Oscillating blade microtomes are a variation of the basic microtome, and are widely recognized as superior for cutting thick sections from non-embedded or fresh tissue samples. The vibration amplitude, the vibrating speed, the angle of the blade, and the feed rate (of tissue samples) may all be controlled allowing for optimization of the cutting process. Fixed or fresh tissue pieces are typically embedded in low gelling-temperature agarose. The resulting agarose block containing the tissue piece is then glued to a stand and sectioned while submerged in a water or buffer bath.
Examples of conventional oscillating microtomes are disclosed in U.S. Pat. No. 6,651,538, entitled Microtome (the '538 patent), and U.S. Pat. No. 6,041,686, entitled Microtome Having an Oscillating Blade (the '686 patent). In the '538 patent, blade oscillation is provided by attaching the blade to a movable body that is coupled to a base by a resilient coupler. The base is provided with a driving electromagnet, and the movable body is provided with a permanent magnet. The movable body is then oscillated by supplying a control signal to the driving electromagnet. The '686 patent discloses an articulated connection coupled to an eccentric that converts the circular motion of an electric motor into an oscillating, substantially linear motion. These approaches each suffer from disadvantages associated with relatively imprecise oscillatory motion, including parasitic error motions, which tend to result in imprecise section thicknesses and tissue damage.

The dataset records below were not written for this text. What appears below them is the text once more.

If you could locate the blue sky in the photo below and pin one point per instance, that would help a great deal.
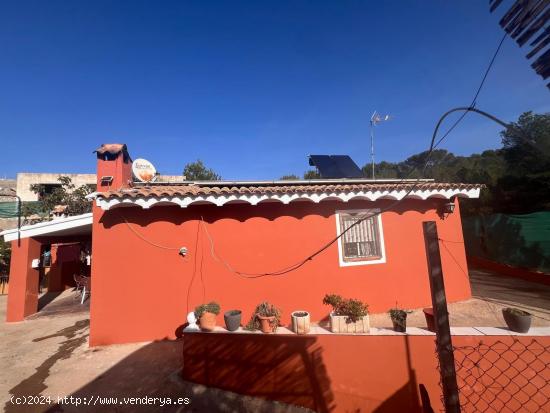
(251, 88)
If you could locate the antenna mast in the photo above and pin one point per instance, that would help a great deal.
(374, 120)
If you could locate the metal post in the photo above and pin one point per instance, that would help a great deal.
(443, 330)
(18, 220)
(372, 146)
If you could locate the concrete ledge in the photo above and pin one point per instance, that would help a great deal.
(377, 331)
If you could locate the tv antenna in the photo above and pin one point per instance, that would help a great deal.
(375, 119)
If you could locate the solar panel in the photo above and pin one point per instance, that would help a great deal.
(335, 166)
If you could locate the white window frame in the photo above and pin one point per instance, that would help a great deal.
(380, 234)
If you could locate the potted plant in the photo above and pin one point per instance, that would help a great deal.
(399, 319)
(517, 320)
(266, 317)
(348, 315)
(300, 322)
(206, 314)
(232, 319)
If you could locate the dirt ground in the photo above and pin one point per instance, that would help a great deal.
(48, 355)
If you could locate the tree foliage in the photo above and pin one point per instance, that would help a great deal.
(5, 255)
(290, 177)
(67, 195)
(517, 176)
(197, 171)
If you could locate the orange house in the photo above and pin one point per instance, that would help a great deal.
(159, 250)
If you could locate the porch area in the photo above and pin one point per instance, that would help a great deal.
(50, 269)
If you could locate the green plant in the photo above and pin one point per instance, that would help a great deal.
(5, 256)
(398, 315)
(212, 307)
(264, 309)
(352, 308)
(516, 311)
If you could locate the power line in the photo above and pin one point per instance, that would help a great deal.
(433, 145)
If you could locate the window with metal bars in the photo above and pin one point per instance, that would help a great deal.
(361, 237)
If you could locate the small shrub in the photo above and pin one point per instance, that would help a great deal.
(212, 307)
(351, 308)
(264, 309)
(516, 311)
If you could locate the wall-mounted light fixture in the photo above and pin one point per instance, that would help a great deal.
(447, 208)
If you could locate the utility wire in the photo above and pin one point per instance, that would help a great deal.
(433, 145)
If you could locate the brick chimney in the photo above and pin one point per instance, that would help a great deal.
(114, 167)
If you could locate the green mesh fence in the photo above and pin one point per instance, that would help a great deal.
(516, 240)
(9, 209)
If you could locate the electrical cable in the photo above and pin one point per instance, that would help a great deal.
(433, 145)
(145, 239)
(299, 264)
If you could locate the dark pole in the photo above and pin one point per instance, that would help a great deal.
(443, 331)
(18, 220)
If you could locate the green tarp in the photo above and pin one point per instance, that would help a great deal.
(516, 240)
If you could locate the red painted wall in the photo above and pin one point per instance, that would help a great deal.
(382, 374)
(23, 293)
(143, 292)
(65, 263)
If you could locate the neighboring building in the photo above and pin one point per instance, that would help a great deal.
(158, 250)
(8, 204)
(49, 181)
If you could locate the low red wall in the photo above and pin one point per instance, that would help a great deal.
(331, 373)
(143, 289)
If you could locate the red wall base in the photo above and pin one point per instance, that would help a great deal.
(332, 373)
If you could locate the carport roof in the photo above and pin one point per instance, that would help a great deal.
(73, 225)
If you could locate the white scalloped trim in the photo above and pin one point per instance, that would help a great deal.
(220, 200)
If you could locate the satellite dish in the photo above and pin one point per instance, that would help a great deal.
(143, 170)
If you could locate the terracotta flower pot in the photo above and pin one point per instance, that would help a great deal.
(207, 321)
(300, 322)
(400, 327)
(266, 323)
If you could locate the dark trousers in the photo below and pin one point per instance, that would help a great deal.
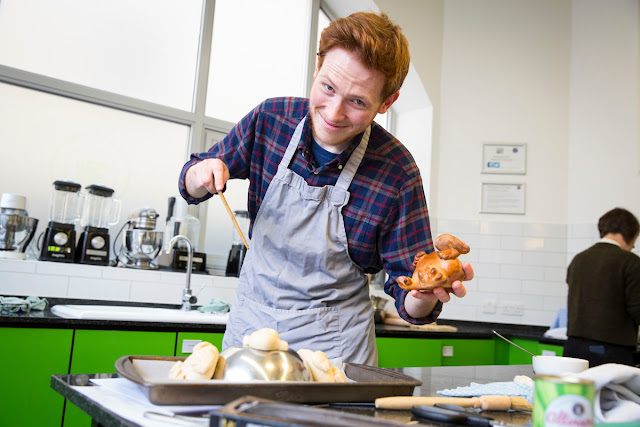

The '686 patent and similar motorized configurations may offer improved cutting accuracy relative to the directly-driven solenoid approaches of the '538 patent and the like. However, such motorized approaches suffer from disadvantages due to backlash inherent in the joint of the articulated arm. A joint is not perfectly stiff, and the magnitude of the backlash may be on the order of tens of microns to several hundred microns, introducing both higher order harmonics into the motion of the blade, and parasitic motion along orthogonal axes.
Drawbacks are also associated with the alternate approach disclosed in the '686 patent, of using a guide rail to guide the motion of a leaf spring connected to the blade assembly. In this alternate approach, as well as the articulated arm approach discussed above, the guide rail disadvantageously limits the upper frequency and magnitude of the oscillations due to friction between the oscillating spring/arm and the stationary rail. Furthermore, again due to backlash or imperfections of the guide rail, it is difficult, if not impossible, to eliminate unwanted motions perpendicular to the blade motion.
Another issue is potential buckling of the leaf spring. Any buckling would tend to reduce the stiffness along the desired direction of motion. Moreover, the friction from the guide rail generally leads to instrument wear and required maintenance.
There is therefore a need for an improved microtome that addresses the drawbacks of the prior art.